Career Fatigue is a Systemic Symptom
- Dr. Tita Gray
- Aug 12
- 3 min read
Updated: Aug 28
Burnout Is Not Just a Bad Week. It's a Chronic Condition.
Burnout isn’t always loud. It doesn’t always come crashing in with a breakdown or a dramatic exit. Sometimes it whispers. Sometimes it numbs. And often, it becomes so normalized that we stop recognizing it for what it is: a chronic, cumulative response to unsustainable conditions. We’ve been taught to believe burnout results from a bad boss, a busy season, or poor time management. But for many professionals, especially those from historically marginalized communities, burnout runs much deeper. It’s not just about work. It’s about how we’re allowed to work. Who we’re expected to be while doing it. And what we must sacrifice to stay employed, respected, or safe.
Burnout isn’t always about doing too much. Sometimes, it’s about being too much for systems never built with us in mind.
Burnout Lives in the Body and Builds Over Time
It’s the tight shoulders from holding your breath through another meeting where your ideas are overlooked. It’s the headaches after shrinking your truth to make others comfortable. It’s the racing heart when you speak up, because every word carries the weight of representation. The exhaustion doesn’t go away with a nap or a weekend off.
Over time, these micro-moments compound into macro-costs. We call it stress, tiredness, or “just getting through the week.” But what we’re describing is a long-term erosion of well-being caused by chronic emotional labor.

For Marginalized Professionals, Burnout Is a Systemic Issue
For Black and Brown professionals, women, LGBTQ+ folks, neurodivergent workers, and anyone who has ever been made to feel “other” in a traditional workplace, burnout isn’t just about workload. It’s about the invisible tax of trying to survive in environments not designed for you to thrive.
You're expected to:
Work twice as hard for half the recognition.
Code-switch to seem more “palatable.”
Be assertive—but not too assertive.
Carry the DEI banner and your actual job responsibilities.
Take feedback that’s biased in disguise.
Overachieve not just to succeed, but to feel safe.
This constant navigation is not just tiring. It's depleting.
And most of the time, it's unseen, unacknowledged, and unpaid.
Burnout as Betrayal
When you’ve spent years over-functioning to compensate for underrepresentation…When you’ve internalized the belief that rest must be earned through depletion…When you’ve silenced your intuition just to stay employed…
That’s not just burnout. That’s betrayal of self—reinforced by systems that reward the silence and penalize the truth.
What Can We Do?
Name it.
You can’t heal what you haven’t named. Burnout isn’t a personal flaw—it’s a cultural condition. Acknowledge it. Talk about it. Let yourself feel the anger, grief, and exhaustion that comes with it.
Reclaim your worth.
You are not your productivity. You are not your job title. You are not the sum of how others see you. Reclaiming your worth means setting boundaries, saying no, and redefining success on your terms.
Rest as resistance.
Rest isn’t a reward. It’s a requirement. And for people carrying multiple layers of oppression, rest is a radical act of self-preservation. Prioritize it. Protect it. Practice it.
Find your people.
Community is the antidote to erasure.
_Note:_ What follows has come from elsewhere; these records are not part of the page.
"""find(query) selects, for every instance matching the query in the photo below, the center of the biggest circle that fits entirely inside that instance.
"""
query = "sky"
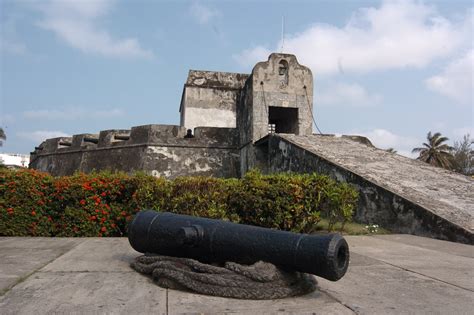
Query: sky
(388, 70)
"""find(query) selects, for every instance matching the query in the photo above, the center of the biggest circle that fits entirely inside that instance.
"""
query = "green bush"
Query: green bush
(102, 204)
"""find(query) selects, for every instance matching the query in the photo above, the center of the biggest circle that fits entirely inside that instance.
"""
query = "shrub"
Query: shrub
(102, 204)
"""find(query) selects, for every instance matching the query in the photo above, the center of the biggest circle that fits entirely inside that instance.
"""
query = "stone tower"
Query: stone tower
(277, 97)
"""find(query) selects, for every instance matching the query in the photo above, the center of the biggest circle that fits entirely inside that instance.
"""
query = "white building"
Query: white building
(15, 159)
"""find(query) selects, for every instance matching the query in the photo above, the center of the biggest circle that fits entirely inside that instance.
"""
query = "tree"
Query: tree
(3, 136)
(435, 152)
(463, 156)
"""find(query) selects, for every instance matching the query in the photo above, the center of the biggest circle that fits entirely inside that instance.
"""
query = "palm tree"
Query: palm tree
(435, 152)
(3, 136)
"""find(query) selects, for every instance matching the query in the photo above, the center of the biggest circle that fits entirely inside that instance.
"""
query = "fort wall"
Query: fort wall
(401, 194)
(159, 150)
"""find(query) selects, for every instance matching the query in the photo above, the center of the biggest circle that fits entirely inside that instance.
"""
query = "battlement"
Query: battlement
(212, 79)
(153, 135)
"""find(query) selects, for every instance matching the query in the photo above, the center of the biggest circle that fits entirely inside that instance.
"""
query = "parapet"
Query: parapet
(212, 79)
(151, 135)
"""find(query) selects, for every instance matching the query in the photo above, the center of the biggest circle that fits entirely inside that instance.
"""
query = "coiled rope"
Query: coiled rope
(260, 281)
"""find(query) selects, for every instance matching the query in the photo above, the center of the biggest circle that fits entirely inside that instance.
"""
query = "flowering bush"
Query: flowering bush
(372, 228)
(102, 204)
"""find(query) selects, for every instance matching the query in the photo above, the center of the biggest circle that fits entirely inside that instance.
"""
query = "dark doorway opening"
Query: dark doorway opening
(283, 119)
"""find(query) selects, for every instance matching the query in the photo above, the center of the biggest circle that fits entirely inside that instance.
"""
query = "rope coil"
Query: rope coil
(260, 281)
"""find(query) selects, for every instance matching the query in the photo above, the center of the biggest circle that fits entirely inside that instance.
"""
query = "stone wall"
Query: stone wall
(210, 99)
(159, 150)
(401, 194)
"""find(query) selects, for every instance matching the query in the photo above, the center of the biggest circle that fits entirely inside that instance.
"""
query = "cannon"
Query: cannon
(209, 240)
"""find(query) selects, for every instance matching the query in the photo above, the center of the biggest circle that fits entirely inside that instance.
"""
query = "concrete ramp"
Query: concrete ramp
(402, 194)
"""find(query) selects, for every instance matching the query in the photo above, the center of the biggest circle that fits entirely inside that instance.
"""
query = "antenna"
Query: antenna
(282, 33)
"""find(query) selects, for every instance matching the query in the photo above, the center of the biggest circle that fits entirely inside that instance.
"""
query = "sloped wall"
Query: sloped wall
(404, 211)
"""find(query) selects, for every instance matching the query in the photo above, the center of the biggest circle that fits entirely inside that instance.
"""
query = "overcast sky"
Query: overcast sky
(390, 70)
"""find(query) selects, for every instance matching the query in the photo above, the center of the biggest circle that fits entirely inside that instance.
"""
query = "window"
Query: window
(283, 119)
(283, 73)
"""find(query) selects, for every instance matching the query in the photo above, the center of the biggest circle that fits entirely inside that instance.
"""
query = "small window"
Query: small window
(283, 73)
(283, 119)
(271, 128)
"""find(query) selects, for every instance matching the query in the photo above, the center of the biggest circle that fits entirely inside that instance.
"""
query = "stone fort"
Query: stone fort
(232, 122)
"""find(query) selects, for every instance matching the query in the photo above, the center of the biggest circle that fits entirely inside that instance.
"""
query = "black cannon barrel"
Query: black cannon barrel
(211, 240)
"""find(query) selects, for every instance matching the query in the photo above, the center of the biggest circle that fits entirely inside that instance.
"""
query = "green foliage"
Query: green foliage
(463, 156)
(435, 151)
(102, 204)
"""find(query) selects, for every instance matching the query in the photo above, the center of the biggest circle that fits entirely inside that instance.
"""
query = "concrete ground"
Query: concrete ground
(394, 274)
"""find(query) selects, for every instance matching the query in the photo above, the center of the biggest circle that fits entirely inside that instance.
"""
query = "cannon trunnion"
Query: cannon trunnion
(209, 240)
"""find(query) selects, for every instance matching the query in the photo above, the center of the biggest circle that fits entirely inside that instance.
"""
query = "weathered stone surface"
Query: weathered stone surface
(402, 194)
(159, 150)
(232, 113)
(211, 99)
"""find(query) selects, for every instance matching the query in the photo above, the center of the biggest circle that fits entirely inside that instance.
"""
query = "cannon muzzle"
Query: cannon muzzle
(208, 240)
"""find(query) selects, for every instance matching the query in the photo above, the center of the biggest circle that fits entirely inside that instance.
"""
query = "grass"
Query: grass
(351, 228)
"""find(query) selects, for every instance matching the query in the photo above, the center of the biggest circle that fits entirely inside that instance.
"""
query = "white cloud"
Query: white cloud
(346, 95)
(6, 119)
(456, 80)
(9, 41)
(398, 34)
(203, 14)
(41, 135)
(460, 132)
(76, 23)
(384, 139)
(72, 113)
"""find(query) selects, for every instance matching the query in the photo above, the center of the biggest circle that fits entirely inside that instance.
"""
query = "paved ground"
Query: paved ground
(396, 274)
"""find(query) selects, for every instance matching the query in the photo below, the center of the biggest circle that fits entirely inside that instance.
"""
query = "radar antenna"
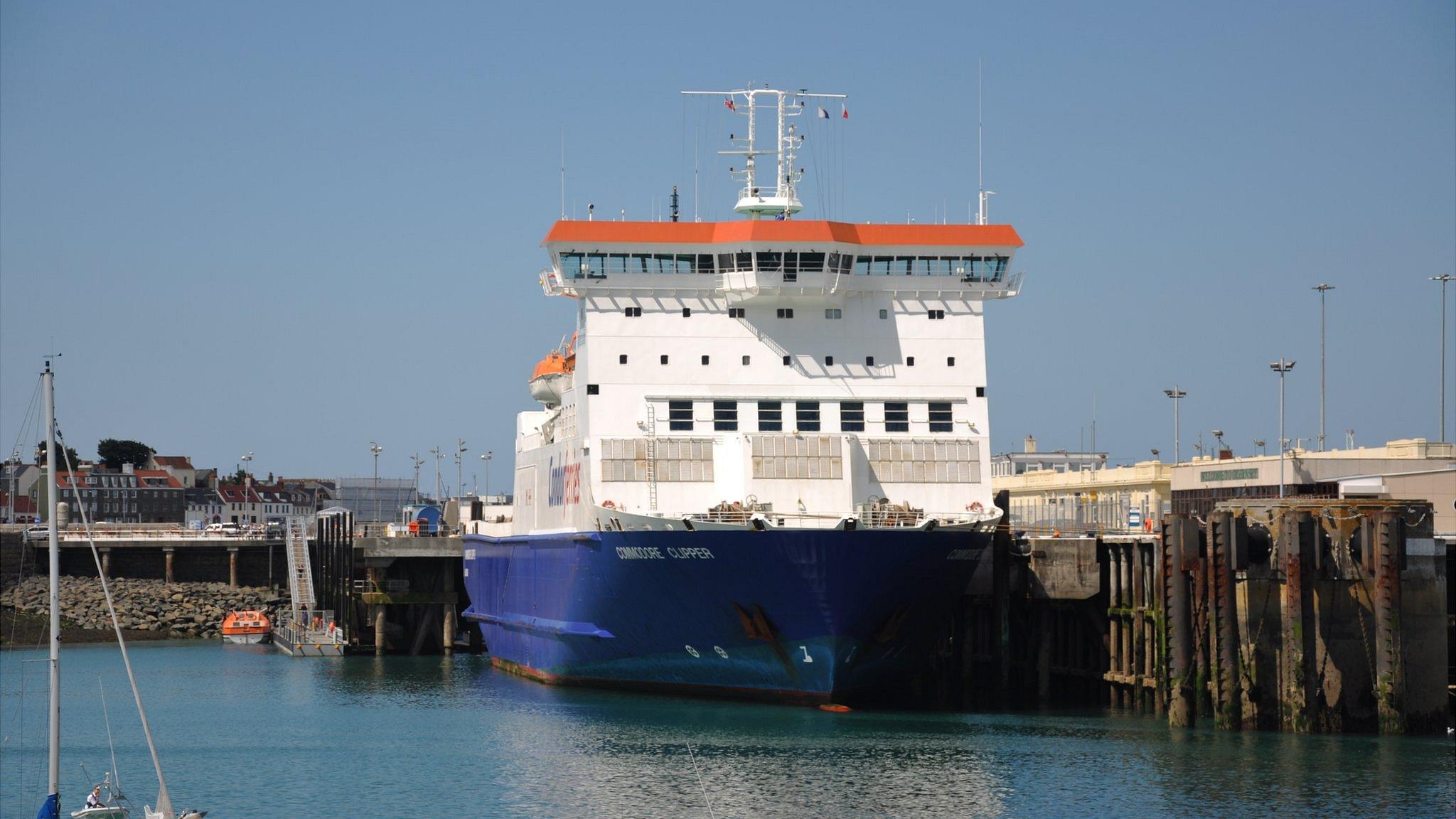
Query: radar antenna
(753, 200)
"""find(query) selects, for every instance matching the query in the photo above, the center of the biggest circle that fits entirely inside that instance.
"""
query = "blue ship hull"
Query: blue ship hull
(790, 616)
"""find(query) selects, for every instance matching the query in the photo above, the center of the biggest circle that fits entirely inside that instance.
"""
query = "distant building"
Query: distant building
(1132, 498)
(179, 466)
(16, 481)
(204, 506)
(251, 503)
(1401, 470)
(1125, 499)
(127, 496)
(360, 498)
(1032, 461)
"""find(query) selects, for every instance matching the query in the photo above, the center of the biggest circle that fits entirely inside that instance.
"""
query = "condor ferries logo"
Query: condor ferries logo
(565, 483)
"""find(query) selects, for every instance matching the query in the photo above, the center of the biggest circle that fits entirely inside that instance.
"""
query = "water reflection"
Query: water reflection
(451, 737)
Whether it’s a mentor, a group chat, a therapist, or a professional network, surround yourself with those who see you, hear you, and hold space for your whole self.
Because Healing Is the Real Work
Burnout is real, painful, and not your fault. But here’s the truth: Your healing is revolutionary. When you reclaim your voice, your value, and your vitality, you don’t just recover. You rise. You restore what systems tried to strip from you: your agency, joy, and power. And that is where real change begins.